I also checked 1949 Schwinn patents. So far this is all I found.
The images for the ’49 were not available, only for the ’39 model.


----------



## rennfaron (Oct 23, 2018)

1949 - https://www.worthpoint.com/worthopedia/vintage-schwinn-parts-catalog-1903994274
1948 - https://www.worthpoint.com/worthopedia/1948-arnold-schwinn-co-bicycle-parts-1864811833


----------



## Freqman1 (Oct 23, 2018)

Those parts catalogs may hold some clues but I’d really like to see something like a fair trade dealer sheet listing the models. V/r Shawn


----------



## rennfaron (Oct 23, 2018)

Also this - Scroll forward from here - 




__
		https://flic.kr/p/UMVh7d
Also scroll forward from here - https://waterfordbikes.com/SchwinnCat/flschwinn_1941_1950/1949_00.html - shows some models. 
That may help. Not really seeing anything else.


----------



## 2jakes (Oct 23, 2018)

rennfaron said:


> 1949 - https://www.worthpoint.com/worthopedia/vintage-schwinn-parts-catalog-1903994274




*VINTAGE SCHWINN PARTS CATALOG SUPPLEMENT JANUARY 1, 1949*




This is actually a Schwinn-Bicycles-Accessories & Parts "Supplement" dealers book from 1948.
The back  has 2-hole paper clips for additional supplements which Schwinn would send
It's dealers with updates.
This is what's listed in the back section. There's no listings or information for specific models from 1949.
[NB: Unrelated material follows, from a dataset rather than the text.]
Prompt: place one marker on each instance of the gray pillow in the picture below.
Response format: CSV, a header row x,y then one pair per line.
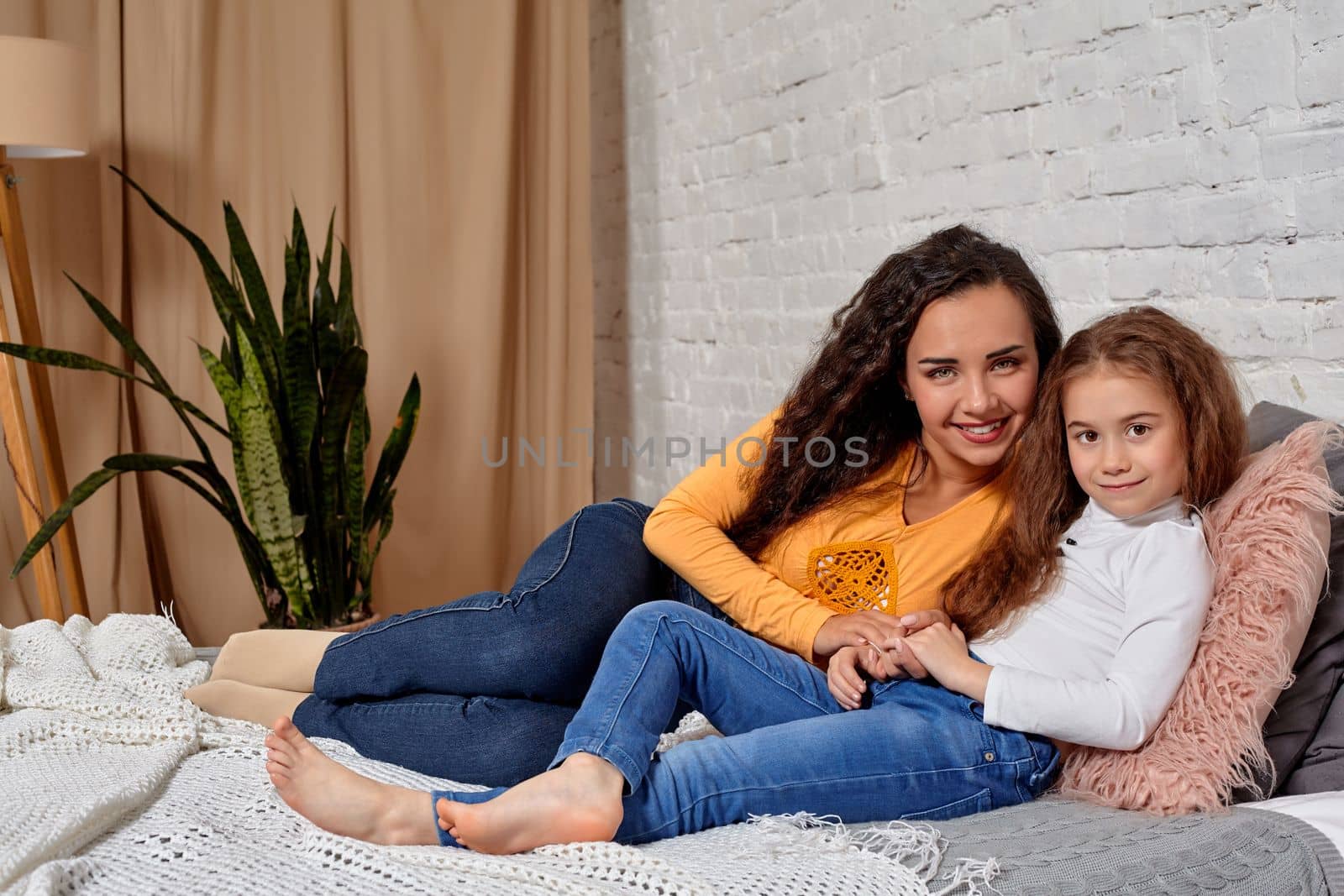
x,y
1305,730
I have yet not found a 1949 Schwinn catalog. Perhaps ’49 was a
transitional year and the latest information was not until 1950.


----------



## pinopat (Jul 27, 2021)

Mystery Solved?! (When was the Phantom first offered)

I have found a dated early mention of the Black Phantom listed under "Announcement of New Models" from August 26th 1949. I will attach a image:






This from a stapled together set of papers I found in a 1948 Schwinn catalog.


----------



## Freqman1 (Jul 28, 2021)

Mystery Solved?! (When was the Phantom first offered)


pinopat said:


> I have found a dated early mention of the Black Phantom listed under "Announcement of New Models" from August 26th 1949. I will attach a image:
> 
> View attachment 1453284
> 
> This from a stapled together set of papers I found in a 1948 Schwinn catalog.



I believe the earliest date I’ve seen is 12 August, 1949. I think Geoff mentions the date in his book. V/r Shawn


----------